Hi,
I wouldn't call myself a PCA expert - so don't weight my answer too
heavily - but here is what I think is happening:
Looking at the code, the input data array is centered and scaled to
unit variance in each dimension. The attribute .a of the class is a
copy of the array that is actually sent to the SVD; note the
centering/scaling. I don't have a proof of this, but intuitively I
expect that the PCA axes associated with a 2-dimension centered/scaled
array will always be at 45" angles (e.g., [1,1], [-1,1], etc., which
are normalized to [sqrt(1/2), sqrt(1/2)], etc). I think one way to
describe this is that after centering/scaling there are no degrees of
freedom left if you only started with 2 dimensions. So I don't think
there is a bug, but it is maybe unclear what the PCA class is doing.

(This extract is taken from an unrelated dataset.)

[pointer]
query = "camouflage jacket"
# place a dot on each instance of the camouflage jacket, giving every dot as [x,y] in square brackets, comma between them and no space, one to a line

If you increase to > 2 dimensions, you can see there is random
fluctuation in Wt:
In [102]: pcaObj = PCA(np.random.randn(200,2))
In [103]: pcaObj.Wt
Out[103]:
array([[-0.70710678, -0.70710678],
[-0.70710678, 0.70710678]])
In [104]: pcaObj = PCA(np.random.randn(200,3))
In [105]: pcaObj.Wt
Out[105]:
array([[ 0.65456366, -0.24141116, -0.7164266 ],
[ 0.39843462, 0.91551401, 0.05553329],
[ 0.64249223, -0.32179924, 0.69544877]])
In [106]: pcaObj = PCA(np.random.randn(200,3))
In [107]: pcaObj.Wt
Out[107]:
array([[-0.29885902, -0.67436982, 0.67521007],
[-0.95428685, 0.21449891, -0.20815098],
[-0.00446109, -0.70655189, -0.70764718]])
Hope that helps,
Aronne
···
On Tue, Jun 12, 2012 at 1:03 AM, Justin R <justinbrowe@...287...> wrote:
operating system Windows 7
matplotlib version : 1.1.0
obtained from sourceforge
the class seems to generate the same Wt matrix for every input. The
every element of the weight matrix is either +sqrt(1/2) or -sqrt(1/2).
dat1 = 4*np.random.randn(200,1) + 2
dat2 = dat1*.25 + 1*np.random.randn(200,1)
pcaObj1 = PCA(np.hstack((dat1,dat2)))
print pcaObj1.Wt
dat3 = 2*np.random.randn(200,1) + 2
dat4 = dat3*2 + 3*np.random.randn(200,1)
pcaObj2 = PCA(np.hstack((dat1,dat2)))
print pcaObj2.Wt
The output Y seems to be correct, and the projection function works.
only the Wt matrix seems to be messed up. Am I using this class
incorrectly, or could this be a bug?